Disorder perturbation expansion for athermal crystals

We introduce a perturbation expansion for athermal systems that allows an exact determination of displacement fields away from the crystalline state as a response to disorder. We show that the displacement fields in energy-minimized configurations of particles interacting through central potentials with microscopic disorder can be obtained as a series expansion in the strength of the disorder. We introduce a hierarchy of force-balance equations that allows an order-by-order determination of the displacement fields, with the solutions at lower orders providing sources for the higher-order solutions. This allows the simultaneous force-balance equations to be solved, within a hierarchical perturbation expansion to arbitrary accuracy. We present exact results for an isotropic defect introduced into the crystalline ground state at linear order and second order in our expansion. We show that the displacement fields produced by the defect display interesting self-similar properties at every order. We derive a vertical bar delta r vertical bar similar to 1/r and vertical bar delta f vertical bar similar to 1/r(2) decay for the displacement fields and excess interparticle forces at large distances r away from the defect.
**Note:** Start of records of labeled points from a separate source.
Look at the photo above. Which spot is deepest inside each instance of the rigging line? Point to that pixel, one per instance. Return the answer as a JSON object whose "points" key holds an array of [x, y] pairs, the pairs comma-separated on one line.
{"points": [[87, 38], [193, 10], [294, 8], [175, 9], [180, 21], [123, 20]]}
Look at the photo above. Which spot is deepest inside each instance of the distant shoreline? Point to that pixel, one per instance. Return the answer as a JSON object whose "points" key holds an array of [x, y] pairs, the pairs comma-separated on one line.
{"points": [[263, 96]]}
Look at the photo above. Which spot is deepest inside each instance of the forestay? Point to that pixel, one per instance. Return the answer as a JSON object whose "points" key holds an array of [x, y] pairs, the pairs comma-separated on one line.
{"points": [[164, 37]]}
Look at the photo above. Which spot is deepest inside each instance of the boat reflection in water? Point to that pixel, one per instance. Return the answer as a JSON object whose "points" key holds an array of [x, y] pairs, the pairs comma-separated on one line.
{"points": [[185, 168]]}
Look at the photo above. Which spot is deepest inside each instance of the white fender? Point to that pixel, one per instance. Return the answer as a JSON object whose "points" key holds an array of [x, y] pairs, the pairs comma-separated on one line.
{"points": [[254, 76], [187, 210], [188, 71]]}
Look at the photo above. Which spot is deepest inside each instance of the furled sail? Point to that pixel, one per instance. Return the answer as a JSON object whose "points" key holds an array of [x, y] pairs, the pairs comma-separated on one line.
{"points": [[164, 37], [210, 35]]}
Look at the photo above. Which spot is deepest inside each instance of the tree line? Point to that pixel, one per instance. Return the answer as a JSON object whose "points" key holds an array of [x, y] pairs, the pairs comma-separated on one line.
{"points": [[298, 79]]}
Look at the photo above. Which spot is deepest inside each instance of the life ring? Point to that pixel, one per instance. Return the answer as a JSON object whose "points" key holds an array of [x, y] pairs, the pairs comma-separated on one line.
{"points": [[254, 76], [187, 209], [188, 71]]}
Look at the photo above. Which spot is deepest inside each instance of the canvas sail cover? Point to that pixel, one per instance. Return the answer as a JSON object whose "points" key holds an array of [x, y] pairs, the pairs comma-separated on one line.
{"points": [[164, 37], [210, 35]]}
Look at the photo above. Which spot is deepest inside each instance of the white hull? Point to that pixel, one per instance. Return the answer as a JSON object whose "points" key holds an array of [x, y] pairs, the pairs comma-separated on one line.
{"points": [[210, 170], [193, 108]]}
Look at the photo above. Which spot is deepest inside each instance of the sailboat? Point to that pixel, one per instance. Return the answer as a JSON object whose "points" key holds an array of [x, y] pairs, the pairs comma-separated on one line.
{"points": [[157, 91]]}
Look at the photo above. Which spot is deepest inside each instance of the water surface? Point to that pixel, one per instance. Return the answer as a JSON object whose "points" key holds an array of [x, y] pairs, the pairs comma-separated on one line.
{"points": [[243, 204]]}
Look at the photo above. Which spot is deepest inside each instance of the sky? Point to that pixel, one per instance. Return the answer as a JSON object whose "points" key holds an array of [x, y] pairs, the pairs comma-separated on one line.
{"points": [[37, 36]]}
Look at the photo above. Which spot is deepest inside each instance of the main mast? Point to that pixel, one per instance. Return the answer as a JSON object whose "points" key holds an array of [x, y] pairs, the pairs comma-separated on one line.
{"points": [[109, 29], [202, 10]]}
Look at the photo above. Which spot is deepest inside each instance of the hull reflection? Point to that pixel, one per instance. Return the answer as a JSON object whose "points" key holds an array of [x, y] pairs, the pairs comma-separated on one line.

Finally, we derive nonlinear corrections introduced by the interactions between defects at second order in our expansion. We verify our exact results with displacement fields obtained from energy-minimized configurations of soft disks.

Automated summary

The paper introduces a perturbation expansion method for athermal systems to determine displacement fields in response to disorder, showing interesting self-similar properties at every order. Force-balance equations are used for order-by-order determination of displacement fields, with nonlinear corrections introduced by interactions between defects at higher orders. The exact results are verified with displacement fields obtained from energy minimized configurations of soft disks.